Seventeen High Activity Location Observation security cameras were installed along Sixth Street last Friday, aimed at thwarting crime and will expand to include a total of 26 cameras by next week, Austin Police Department Lt. Patrick Cochran said.
Cochran said the camera system known as HALO has already been used to identify one person involved in an assault, but hopes that the cameras will mostly be used to prevent crimes rather than record them happening.
“We would rather deter crime than have to deal with actual crimes in the first place,” Cochran said. “But if a crime does happen, then we can have some evidence to catch the criminal.”

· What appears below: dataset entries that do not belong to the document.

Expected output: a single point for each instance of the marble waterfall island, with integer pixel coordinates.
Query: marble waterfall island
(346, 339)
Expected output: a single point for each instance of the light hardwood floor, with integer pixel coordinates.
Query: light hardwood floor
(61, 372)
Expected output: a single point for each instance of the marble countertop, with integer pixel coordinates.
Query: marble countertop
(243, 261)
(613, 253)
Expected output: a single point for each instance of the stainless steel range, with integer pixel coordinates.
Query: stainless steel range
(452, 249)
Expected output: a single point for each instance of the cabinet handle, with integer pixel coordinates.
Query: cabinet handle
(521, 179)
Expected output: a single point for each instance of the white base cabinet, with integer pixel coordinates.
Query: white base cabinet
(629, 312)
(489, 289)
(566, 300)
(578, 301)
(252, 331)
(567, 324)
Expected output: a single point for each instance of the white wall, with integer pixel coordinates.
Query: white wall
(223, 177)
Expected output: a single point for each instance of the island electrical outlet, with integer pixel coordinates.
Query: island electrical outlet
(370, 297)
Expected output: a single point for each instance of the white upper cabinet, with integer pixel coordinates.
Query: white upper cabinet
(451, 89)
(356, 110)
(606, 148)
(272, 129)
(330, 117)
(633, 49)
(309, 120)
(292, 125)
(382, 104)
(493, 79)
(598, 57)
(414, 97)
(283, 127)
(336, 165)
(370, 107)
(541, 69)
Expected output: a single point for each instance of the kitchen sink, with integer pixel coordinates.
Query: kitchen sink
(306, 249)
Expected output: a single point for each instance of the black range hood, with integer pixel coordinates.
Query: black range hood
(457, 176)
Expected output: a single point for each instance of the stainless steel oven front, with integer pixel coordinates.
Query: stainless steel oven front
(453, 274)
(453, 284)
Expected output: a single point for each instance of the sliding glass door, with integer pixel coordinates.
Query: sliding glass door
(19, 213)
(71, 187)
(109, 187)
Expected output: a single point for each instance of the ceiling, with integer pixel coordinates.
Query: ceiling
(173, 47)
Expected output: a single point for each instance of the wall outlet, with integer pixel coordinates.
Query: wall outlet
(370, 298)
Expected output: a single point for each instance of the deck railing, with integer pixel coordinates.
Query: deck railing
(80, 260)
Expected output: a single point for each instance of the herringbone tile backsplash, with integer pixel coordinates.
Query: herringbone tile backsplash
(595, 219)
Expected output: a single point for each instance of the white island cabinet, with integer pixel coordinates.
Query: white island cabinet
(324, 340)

Cochran said the cameras were installed before Halloween weekend, not because they were expecting many crimes, but because they wanted the opportunity to test the cameras on a busy weekend.
The cameras cost a total of about $250,000 and were paid for by the Austin Downtown Business Alliance, Cochran said. The cameras are housed inside a bulletproof enclosure and are designed to be highly visible to people on the street. Recorded footage from the cameras is stored for seven days and streamed wirelessly to a monitoring station where at least one person is always on duty.
“We are hoping that if people just know about the cameras, it will deter crime,” Lt. Cochran said.
Assistant manager Mark Wright of Buffalo Billiards on Sixth Street said he welcomes the introduction of security cameras to the area.
“I’ve seen fights, stabbings and muggings happen around here,” Wright said. “Having more eyes everywhere to see what’s going on will do more good than bad, in my opinion, to fight crime.”
Cochran said the public response to the downtown cameras has been very positive, and the cameras wouldn’t be installed if people didn’t want them.
“We tried to put cameras at 12th and Chicon,” Lt. Cochran said, “but they didn’t want any cameras there, so we weren’t going to force them.”
Germanic studies graduate student Ryan Dux said the security cameras represent the city’s distrust for the people to report and prevent crimes on their own.
“I would see more purpose for cameras in dark alleys and places where people are unable to see well,” Dux said. “Not the busiest streets where you would hope people would report the crimes themselves.”